Yeni kitap projeleriniz var mı? Bilge adlı romanınız hakkında bilgi verebilir misiniz?

Olmaz mı elbette var. 'BİLGE BİR KADIN- BİR ÇOCUK' Gerçek bir hayat hikayesidir. 'BİLGE' yi yazdım, bitti hatta kapak çalışmalarını da tamamladım. Kebbat serisi polisiye romanlarımı okuduktan sonra bana ulaşan bir kadın okurum bana rica etti. Hayat hikayesini yazmamı istedi. Her gün çok zor şartlar altında ve tüm olumsuzluklara rağmen üç satır, beş satır halinde gizli saklı yazarak whatsapp üzerinden bana iletti. Resmen iğneyle kuyu kazmak gibiydi. Eşinden çok korkuyordu ve yakalanmamak kaygısıyla ilettiği mesajları anında siliyor geride iz bırakmamaya çalışıyordu. Daha da zor olanı 14 yaşına basmış artık ele avuca sığmaz, oğlunu kontrol etmesi gün geçtikçe zorlaşırken artık büyümekte olan, hızla bir delikanlı, ergen olma yolunda ilerleyen otizmli oğlundan fırsat bulamıyor olması idi. Buna rağmen hayat hikayesini tam anlamıyla bana iletebildi. Bunu kendisi için de bir terapi olduğunu bana yazarken bir yandan aynı anları tekrar yaşamanın acısını hüznünü yaşadığını diğer yandan büyük bir yükü üzerinden attığını yazıyordu. Tüm isimleri ve onun tanınmaması için gerekli olan değişiklikleri yaptıktan sonra, yazara gelen mektuplarla karşılıklı bir konuşmaya dönen hayat hikayesinde; toplumda yaşayan teşhis edilmiş ve edilmemiş otizmli vakaları anlatan otizm ile birlikte yaşamak zorunda kalan ve bir yol göstericiye ihtiyaç hisseden diğer otizmli çocukların ailelerine ışık tutan bir roman çıktı ortaya. Şimdi sadece yayımlanmak için sırasını bekliyor.

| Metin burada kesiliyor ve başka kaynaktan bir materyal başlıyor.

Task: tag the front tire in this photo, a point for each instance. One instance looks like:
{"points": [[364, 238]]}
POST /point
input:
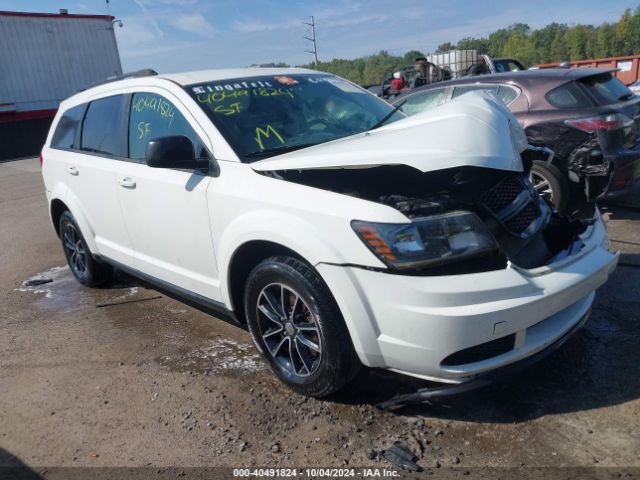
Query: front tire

Ayrıca 'NAZENDE' isimli bir aşk romanını yazıyorum. 'NAZENDE' 68’li yıllarla 78’li yılları kapsayan ve günümüze uzanan bir dönem romanı. Derinliği olan bir roman. 'NAZENDE' romanıyla, psikolojik dalgalanmalarla birlikte günümüz aşklarının çok dışında eski aşkların derinliğini ve ruhunu hissedebileceğiniz bambaşka bir dünyaya yelken açıyoruz.